A perfectly cooked cheeseburger

A perfectly cooked cheeseburger

There are two things airing right now that show the restaurant business from two very different angles.

“The Bear,” offered on Hulu as a series, takes us to a small sandwich shop in Chicago being reluctantly run by a young, rising superstar chef. His cousin has died, forcing him to retreat from his skyrocketing career to a cramped, tiny kitchen and a staff of cooks who can’t seem to do much but scream obscenities at each other in a steady stream. The episodes are so gritty and rocked with angry drama that many in the actual restaurant business have tuned out, even when they love it. It’s just too real and triggering.

The other is the movie, “The Menu,” on HBO. Here we are taking a poke at extremely high-end fine dining and the people who can afford to participate. There are rich folks who just want to say they’ve eaten at the finest place in the world, even if they don’t care diddly about the food. There’s the critic who analyzes the joy out of every bite and the foodie wannabe on hand to genuflect to the head chef at every silly, contrived morsel. All that aside, be aware it is a film in the horror genre and delivers plenty of shocks.

In the latter, without spoiling things, we get the perfect meal. Forget the sea urchin brains and salmon farts on a curated rock.
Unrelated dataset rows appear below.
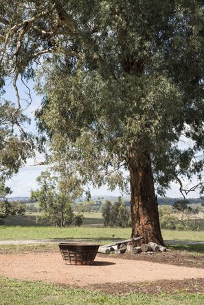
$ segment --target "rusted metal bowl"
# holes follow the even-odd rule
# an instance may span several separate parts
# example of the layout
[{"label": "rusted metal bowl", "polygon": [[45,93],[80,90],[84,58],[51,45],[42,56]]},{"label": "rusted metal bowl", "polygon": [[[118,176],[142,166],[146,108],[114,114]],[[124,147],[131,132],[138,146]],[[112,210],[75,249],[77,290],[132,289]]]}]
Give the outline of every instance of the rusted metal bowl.
[{"label": "rusted metal bowl", "polygon": [[60,243],[59,248],[68,265],[92,265],[100,245],[86,243]]}]

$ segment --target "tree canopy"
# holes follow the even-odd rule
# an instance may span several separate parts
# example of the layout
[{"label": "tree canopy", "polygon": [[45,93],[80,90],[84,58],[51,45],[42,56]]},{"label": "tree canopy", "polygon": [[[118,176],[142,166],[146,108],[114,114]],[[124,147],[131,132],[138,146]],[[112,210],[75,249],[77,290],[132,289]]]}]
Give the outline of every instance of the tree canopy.
[{"label": "tree canopy", "polygon": [[16,80],[35,77],[56,169],[130,185],[132,236],[163,243],[155,187],[196,175],[204,191],[203,1],[2,2],[1,77],[18,111]]}]

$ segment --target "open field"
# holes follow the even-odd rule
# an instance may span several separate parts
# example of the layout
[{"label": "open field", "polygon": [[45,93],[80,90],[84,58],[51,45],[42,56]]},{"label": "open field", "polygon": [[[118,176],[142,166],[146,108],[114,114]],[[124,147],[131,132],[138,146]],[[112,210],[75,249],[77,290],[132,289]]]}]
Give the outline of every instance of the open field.
[{"label": "open field", "polygon": [[[162,230],[165,240],[170,241],[204,241],[204,231]],[[87,239],[95,241],[128,239],[131,234],[130,228],[95,228],[95,227],[32,227],[0,226],[0,240],[29,239]]]},{"label": "open field", "polygon": [[[102,213],[83,213],[85,218],[83,225],[102,226],[103,219]],[[41,218],[39,213],[28,212],[25,215],[10,215],[3,219],[5,225],[32,225],[35,227],[47,225]],[[52,226],[52,225],[51,225]]]},{"label": "open field", "polygon": [[[105,244],[115,239],[127,239],[131,236],[131,228],[91,227],[91,225],[93,225],[94,223],[97,224],[97,221],[98,224],[100,224],[102,219],[100,218],[99,213],[94,213],[94,215],[88,213],[86,216],[91,226],[87,226],[87,225],[80,228],[56,228],[36,226],[36,225],[30,226],[28,225],[29,222],[27,225],[24,226],[15,226],[10,223],[10,225],[0,227],[0,240],[83,239],[89,241],[91,241]],[[22,219],[23,220],[23,217]],[[194,241],[195,242],[204,241],[204,231],[185,232],[165,230],[163,230],[162,233],[166,240]],[[160,255],[155,254],[149,256],[147,254],[143,254],[133,258],[126,254],[122,256],[123,259],[120,260],[124,261],[124,268],[126,268],[126,260],[128,260],[128,262],[130,262],[130,260],[136,260],[141,264],[139,266],[144,266],[144,263],[150,263],[150,269],[159,264],[162,270],[163,269],[163,264],[181,266],[182,268],[190,267],[190,269],[192,268],[203,268],[203,245],[175,244],[172,242],[170,245],[169,249],[170,250],[168,252],[160,253]],[[41,275],[41,281],[30,280],[29,278],[23,276],[24,273],[28,275],[31,273],[31,267],[25,268],[25,264],[27,263],[29,256],[31,258],[31,266],[34,266],[34,268],[39,268],[40,263],[41,265],[43,263],[41,270],[33,270],[34,275]],[[204,279],[197,279],[194,277],[194,279],[189,278],[183,280],[166,280],[145,282],[133,281],[128,283],[115,283],[108,277],[107,280],[109,284],[101,284],[84,288],[74,288],[67,284],[48,283],[48,271],[50,272],[50,270],[52,270],[54,266],[56,265],[56,263],[54,263],[53,267],[49,265],[47,270],[45,269],[43,261],[47,263],[49,256],[52,256],[52,257],[56,256],[56,257],[54,260],[52,258],[51,262],[56,262],[58,259],[60,260],[60,265],[63,264],[63,269],[62,271],[65,272],[63,271],[64,263],[62,261],[57,243],[1,245],[0,257],[2,258],[5,264],[3,267],[1,263],[3,270],[10,268],[14,271],[13,268],[15,267],[16,271],[19,272],[19,267],[21,265],[23,274],[21,278],[27,280],[10,278],[10,276],[15,278],[13,272],[8,273],[9,278],[6,278],[8,276],[1,276],[0,275],[0,304],[78,305],[82,303],[84,305],[146,305],[147,304],[150,305],[157,305],[158,304],[203,305],[204,304]],[[16,256],[19,256],[19,262],[16,261]],[[12,265],[10,265],[10,263],[8,263],[6,264],[4,257],[8,262],[12,262]],[[35,262],[37,262],[35,260],[36,257],[38,257],[40,261],[39,263],[36,264]],[[25,263],[21,261],[21,258],[25,260]],[[117,260],[117,258],[114,256],[109,256],[109,260],[111,261],[115,259]],[[161,263],[162,265],[161,265]],[[107,265],[108,266],[109,265]],[[71,268],[73,267],[71,266]],[[102,266],[100,267],[102,268]],[[102,271],[103,274],[106,274],[106,269],[107,269],[106,265],[103,267],[104,268]],[[120,270],[120,267],[117,267],[117,270]],[[158,270],[158,267],[157,268]],[[174,267],[171,267],[171,269],[174,268]],[[89,270],[90,270],[90,268],[89,268]],[[150,270],[150,269],[148,269],[148,270]],[[57,276],[60,278],[60,272],[58,272],[58,269],[56,272]],[[201,273],[203,274],[203,271]],[[3,272],[3,274],[4,274]],[[66,276],[66,278],[67,276],[68,275]],[[69,276],[67,278],[69,278]]]}]

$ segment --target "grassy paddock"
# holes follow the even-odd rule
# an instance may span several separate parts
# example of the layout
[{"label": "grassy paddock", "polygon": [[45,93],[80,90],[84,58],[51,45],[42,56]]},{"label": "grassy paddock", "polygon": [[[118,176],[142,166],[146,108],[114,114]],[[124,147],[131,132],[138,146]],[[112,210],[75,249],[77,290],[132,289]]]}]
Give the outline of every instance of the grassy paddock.
[{"label": "grassy paddock", "polygon": [[62,287],[37,281],[20,281],[0,277],[1,305],[203,305],[204,295],[175,291],[158,295],[129,293],[110,295],[86,289]]},{"label": "grassy paddock", "polygon": [[[203,241],[204,231],[173,231],[163,230],[165,240]],[[26,227],[0,226],[0,240],[29,239],[91,239],[96,241],[111,241],[130,238],[131,229],[121,228],[91,227]]]},{"label": "grassy paddock", "polygon": [[163,230],[162,235],[165,240],[204,241],[204,231]]},{"label": "grassy paddock", "polygon": [[84,239],[95,241],[128,239],[131,228],[89,227],[21,227],[1,226],[0,240],[71,239]]}]

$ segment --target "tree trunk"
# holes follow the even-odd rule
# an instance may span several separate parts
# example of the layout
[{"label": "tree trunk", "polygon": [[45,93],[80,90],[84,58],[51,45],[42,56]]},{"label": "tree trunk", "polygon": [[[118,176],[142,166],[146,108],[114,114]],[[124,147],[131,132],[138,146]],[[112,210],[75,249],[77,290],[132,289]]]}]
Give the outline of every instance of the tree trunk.
[{"label": "tree trunk", "polygon": [[132,151],[128,164],[131,176],[132,238],[144,236],[142,243],[152,241],[165,245],[160,230],[150,155]]}]

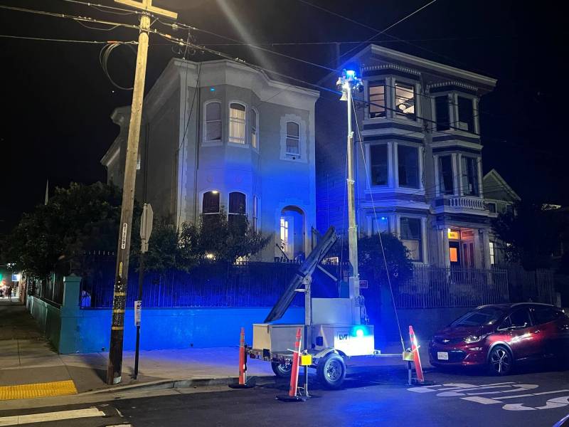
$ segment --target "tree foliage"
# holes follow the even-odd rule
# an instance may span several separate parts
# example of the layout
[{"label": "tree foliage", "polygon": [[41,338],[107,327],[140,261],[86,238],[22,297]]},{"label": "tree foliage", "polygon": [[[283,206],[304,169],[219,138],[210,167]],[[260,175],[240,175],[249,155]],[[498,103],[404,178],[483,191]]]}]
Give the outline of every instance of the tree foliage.
[{"label": "tree foliage", "polygon": [[[346,239],[336,241],[331,252],[348,260],[349,254]],[[394,282],[404,280],[413,274],[409,251],[393,234],[382,233],[381,236],[373,234],[358,239],[358,265],[362,279],[373,280],[376,283],[384,282],[387,280],[385,264],[390,279]]]},{"label": "tree foliage", "polygon": [[515,209],[499,214],[492,221],[492,228],[506,243],[507,260],[519,261],[526,270],[548,268],[560,236],[568,228],[567,214],[522,201]]}]

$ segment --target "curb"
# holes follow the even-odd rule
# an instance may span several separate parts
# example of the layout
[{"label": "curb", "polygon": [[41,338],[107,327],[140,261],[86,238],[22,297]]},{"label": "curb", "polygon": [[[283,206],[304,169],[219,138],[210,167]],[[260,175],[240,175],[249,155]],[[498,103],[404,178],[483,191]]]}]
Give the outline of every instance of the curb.
[{"label": "curb", "polygon": [[[273,376],[252,376],[251,379],[255,380],[274,380]],[[188,379],[165,379],[141,383],[137,384],[129,384],[127,386],[119,386],[110,387],[100,390],[93,390],[78,394],[78,396],[87,396],[90,394],[101,394],[105,393],[117,393],[120,391],[131,391],[133,390],[167,390],[169,389],[189,389],[191,387],[207,387],[211,386],[228,386],[232,384],[237,384],[239,378],[237,376],[223,376],[219,378],[192,378]]]}]

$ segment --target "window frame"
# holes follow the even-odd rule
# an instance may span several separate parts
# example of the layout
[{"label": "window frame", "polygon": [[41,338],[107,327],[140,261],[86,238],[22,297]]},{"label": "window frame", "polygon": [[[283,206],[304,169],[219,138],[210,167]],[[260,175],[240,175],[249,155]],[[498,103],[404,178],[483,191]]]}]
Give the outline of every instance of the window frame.
[{"label": "window frame", "polygon": [[[240,105],[241,107],[243,107],[243,113],[245,114],[245,117],[243,119],[238,119],[236,117],[231,117],[231,110],[232,110],[231,105],[233,105],[233,104],[236,104],[238,105]],[[227,115],[227,119],[228,119],[228,122],[228,122],[227,142],[228,142],[228,144],[233,144],[233,145],[234,145],[235,147],[247,147],[248,145],[248,141],[247,141],[247,139],[248,139],[248,137],[247,137],[247,134],[248,134],[248,132],[247,132],[247,122],[248,122],[248,115],[247,114],[247,112],[248,112],[247,104],[245,104],[243,101],[240,101],[240,100],[232,100],[229,101],[229,102],[228,102],[228,115]],[[237,109],[235,109],[235,110],[237,110]],[[241,122],[241,120],[243,120],[243,122]],[[237,137],[232,137],[231,136],[231,124],[233,122],[236,122],[236,123],[238,123],[240,125],[243,125],[243,138],[240,138],[240,137],[238,138]],[[232,137],[234,138],[234,139],[235,139],[235,140],[232,140],[231,139]]]},{"label": "window frame", "polygon": [[[372,88],[378,88],[380,86],[383,86],[383,115],[376,115],[372,116],[371,114],[371,94],[370,90]],[[367,97],[368,97],[368,118],[370,119],[385,119],[387,117],[387,95],[388,95],[388,90],[387,90],[387,82],[385,80],[368,80],[368,88],[367,88]],[[378,102],[373,102],[374,104],[377,104]]]},{"label": "window frame", "polygon": [[[259,151],[259,110],[255,107],[249,109],[249,144],[253,149]],[[252,115],[255,113],[255,120],[252,120]],[[253,129],[255,129],[255,141],[253,144]]]},{"label": "window frame", "polygon": [[422,218],[422,217],[412,216],[400,216],[398,218],[398,225],[399,226],[399,227],[398,227],[398,228],[399,228],[399,233],[398,233],[399,234],[399,238],[403,243],[403,245],[405,246],[405,248],[407,248],[407,246],[405,245],[405,243],[404,243],[405,241],[418,241],[418,239],[415,239],[415,238],[405,238],[403,237],[403,233],[402,233],[403,228],[401,226],[402,220],[403,220],[403,219],[417,221],[419,222],[418,253],[419,253],[420,257],[419,257],[418,259],[415,259],[415,258],[410,258],[410,260],[413,263],[422,263],[425,262],[425,254],[424,251],[423,251],[423,246],[425,245],[425,238],[426,238],[426,236],[425,236],[424,233],[423,233],[423,231],[423,231],[423,218]]},{"label": "window frame", "polygon": [[[402,185],[401,184],[401,178],[400,176],[400,162],[401,161],[401,156],[400,156],[400,148],[405,147],[405,149],[413,149],[416,150],[417,152],[417,186],[410,186],[408,184]],[[422,190],[422,187],[421,185],[422,183],[422,168],[421,168],[421,150],[420,149],[420,147],[416,147],[415,145],[408,145],[407,144],[400,144],[398,143],[395,147],[395,152],[397,153],[397,162],[395,163],[395,168],[397,171],[397,186],[402,189],[410,189],[410,190]]]},{"label": "window frame", "polygon": [[[219,119],[216,120],[208,120],[208,105],[210,104],[218,103],[219,104]],[[220,100],[213,99],[208,100],[203,102],[203,137],[202,144],[203,145],[221,145],[223,143],[223,104]],[[208,123],[213,122],[219,122],[220,127],[220,137],[219,139],[208,139]]]},{"label": "window frame", "polygon": [[[410,88],[413,91],[413,112],[403,112],[399,111],[397,107],[397,89],[398,85],[400,86],[407,86],[408,88],[405,88],[407,91],[408,91],[408,88]],[[412,120],[413,122],[417,121],[417,115],[418,114],[418,105],[417,105],[417,87],[414,83],[409,83],[402,79],[395,78],[393,80],[393,110],[395,110],[395,117],[405,117],[409,120]],[[410,98],[408,98],[410,99]]]},{"label": "window frame", "polygon": [[[296,137],[294,137],[294,135],[292,135],[292,134],[289,134],[289,130],[288,130],[289,123],[294,123],[294,125],[297,125],[297,127],[298,128],[298,135]],[[295,159],[300,159],[300,129],[301,129],[300,123],[299,123],[298,122],[295,122],[294,120],[287,120],[286,122],[284,122],[284,154],[287,157],[294,157]],[[293,153],[288,151],[289,139],[297,141],[298,142],[297,153]]]}]

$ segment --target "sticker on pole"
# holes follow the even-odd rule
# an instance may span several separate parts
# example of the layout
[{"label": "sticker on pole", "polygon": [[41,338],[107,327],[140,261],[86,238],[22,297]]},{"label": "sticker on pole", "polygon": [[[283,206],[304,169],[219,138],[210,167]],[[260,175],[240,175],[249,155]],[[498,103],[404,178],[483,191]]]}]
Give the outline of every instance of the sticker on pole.
[{"label": "sticker on pole", "polygon": [[142,312],[142,301],[134,301],[134,326],[140,326],[140,315]]}]

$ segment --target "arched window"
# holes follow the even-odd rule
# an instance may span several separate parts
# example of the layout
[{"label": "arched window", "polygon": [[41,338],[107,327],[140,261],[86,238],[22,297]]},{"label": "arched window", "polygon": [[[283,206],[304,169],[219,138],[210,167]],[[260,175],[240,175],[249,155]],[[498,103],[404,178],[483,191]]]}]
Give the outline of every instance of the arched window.
[{"label": "arched window", "polygon": [[229,142],[234,144],[245,143],[245,105],[231,102],[229,105]]},{"label": "arched window", "polygon": [[206,104],[206,142],[221,142],[221,102]]},{"label": "arched window", "polygon": [[229,194],[229,216],[228,220],[230,224],[236,223],[240,220],[245,218],[246,212],[245,195],[238,191]]},{"label": "arched window", "polygon": [[257,148],[259,147],[259,114],[254,108],[251,109],[251,147]]},{"label": "arched window", "polygon": [[300,127],[296,122],[287,122],[287,154],[300,154]]}]

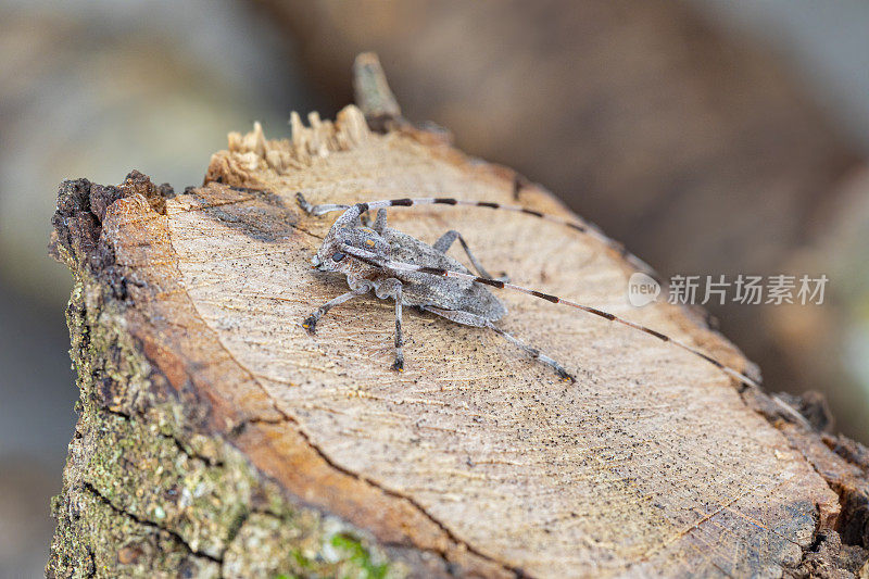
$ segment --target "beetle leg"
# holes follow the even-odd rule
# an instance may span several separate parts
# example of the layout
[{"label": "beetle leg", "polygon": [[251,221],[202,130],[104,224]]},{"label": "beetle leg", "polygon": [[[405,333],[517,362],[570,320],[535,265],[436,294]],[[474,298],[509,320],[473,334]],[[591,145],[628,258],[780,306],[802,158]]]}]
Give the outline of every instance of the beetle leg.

The best meal coming out of this perfect kitchen is a perfectly cooked cheeseburger, by special order.

“Does it come with fries?”

“Crinkle cut or julienne?”

It’s the recipe everyone seems to talk about after seeing the film. If you can watch without immediately wanting a cheeseburger, you’re made of stronger stuff than me or you’re a vegetarian. We were anxious to give it a try at my house and ended up having homemade cheeseburgers for four nights in a row. We chose to make the julienne fries.

It’s not at all difficult but employs a simple trick that adds a great deal of flavor. A few strands of onion, shaved as thin as you can, get cooked under the burger in the final moments. That’s it, and it makes all the difference.

I have to disclaim a bit by saying we added several things to the ground beef before cooking while the movie version appears to use plain ground beef. I say “appears” because we didn’t believe a chef would use plain beef without so much as a shake of salt. You can try it plain, if you like. We added things.

Use caution when mixing flavorings into the ground beef. If using clean hands, try not to smash things up as the end product will be dense and odd. You may want to mix it all together with two forks. Shave the onions as thinly as you possibly can. This recipe follows the film, stacking two per sandwich; we got along fine with one burger each. Use American cheese. Chef says “American cheese is the perfect cheese for a cheeseburger because it melts without splitting.”


1 pound 85% ground beef, or whatever fat content you prefer

1 teaspoon salt

1/2 teaspoon pepper

1/4 stick butter, melted

1/2 teaspoon onion powder

1/2 teaspoon garlic powder.

Dash Worcestershire sauce.

1 teaspoon dark brown sugar

A few shavings of raw yellow onion

4 squares of American cheese

2 hamburger buns, toasted

Start by mixing the salt, pepper, butter, onion powder, garlic powder, Worcestershire sauce and brown sugar gently into the beef. Try not to smash or compress anything. Continue by dividing the ground beef into four equal balls. Do not form into patties.

Heat a heavy-bottomed skillet over medium heat. When hot, add the 4 balls of ground beef, use a spatula to flatten them, then cook for 3 minutes, undisturbed. When browned well on the bottom, add just a few shreds of onion to each, then flip them over so the onion is on the bottom. Immediately top each with the cheese. When the cheese is melted, the flattened burger is done. Stack two burgers per bun and add any condiments and toppings you prefer.